相変わらず忙しない男であると桃子と桜儚は呆れたように笑う。
「現場確認してきた! 魔力は感知できなかったから宇宙人の仕業や!」
「でも、貴方みたいに隠せるんじゃないの~?」
「俺が感知できないレベルの隠密魔法なら確かに分からん。が、多分そんな奴はおらん」
「その根拠は?」
「勇者だった俺以上に魔法が得意な奴は魔王、賢者、賢者候補の三人くらいだ。だから、異世界人ていうのはあり得ない!」
「貴方とは違う異世界から来てたらどうするんですか?」
「そりゃもうお手上げですね!」
一真が帰還してきた異世界の住人ならば問題はないだろう。
腐っても勇者である一真よりも強い存在はもういないのだから。
しかし、桃子の懸念しているように一真の知らない異世界の住人がこの世界に来ているのなら話は別だ。
魔力ではない未知の力を持っていると考えれば一真が知覚できないのも納得できる。
とはいえ、あくまでも予想なのでまだ断定したわけではない。
油断は出来ないが、少なくともかつて救った異世界の住人でない事は確かであった。
「でも、もしも、貴方の知ってる人物だったらどうするの?」
「殺すよ? たとえ、仲間でも踏み越えちゃいけないラインはあるさ」
ゾッとする程、淡白な声だった。
かつて背中を預け、戦場を共にした仲間だというのに、そこまで非情になれるのだろうかと不安であったが、そのような心配は必要なかった。
「ドライね~……」
「悲しいけどね。
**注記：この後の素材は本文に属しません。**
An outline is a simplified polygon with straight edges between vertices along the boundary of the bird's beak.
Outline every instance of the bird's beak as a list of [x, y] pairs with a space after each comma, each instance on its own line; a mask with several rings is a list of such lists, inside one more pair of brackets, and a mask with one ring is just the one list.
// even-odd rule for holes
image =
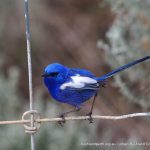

でも、どんな理由があろうとも友人を殺そうとしたんだから殺すよ。出来れば殺したくはないけどね」
「イヴェーラ教の神藤真人を生かしておいて、よく言えますね」
桃子の鋭いツッコミに一真は反論出来ず、明後日の方向へ顔を向ける。
「なんだか不安になって来るわね……」
「ま、まあ、大丈夫だ! その時がくればその時に考えるさ!」
「テンションとノリだけで生きてる貴方だと心配で仕方ないですけど」
「血が……血がそうさせてるのです……」
「ギャンブラーの屑パパにパパ活ママだものね~」
「やめろよ! カスのサラブレットみたいに言うのは!」
トンビがタカを生んだのではなく、トンビがトンビを生んでしまったが運よくタカに育てられたというとんちのような存在が一真だ。
ただ、やはり彼の体に流れているのはクズとバカの血である事に違いはないだろう。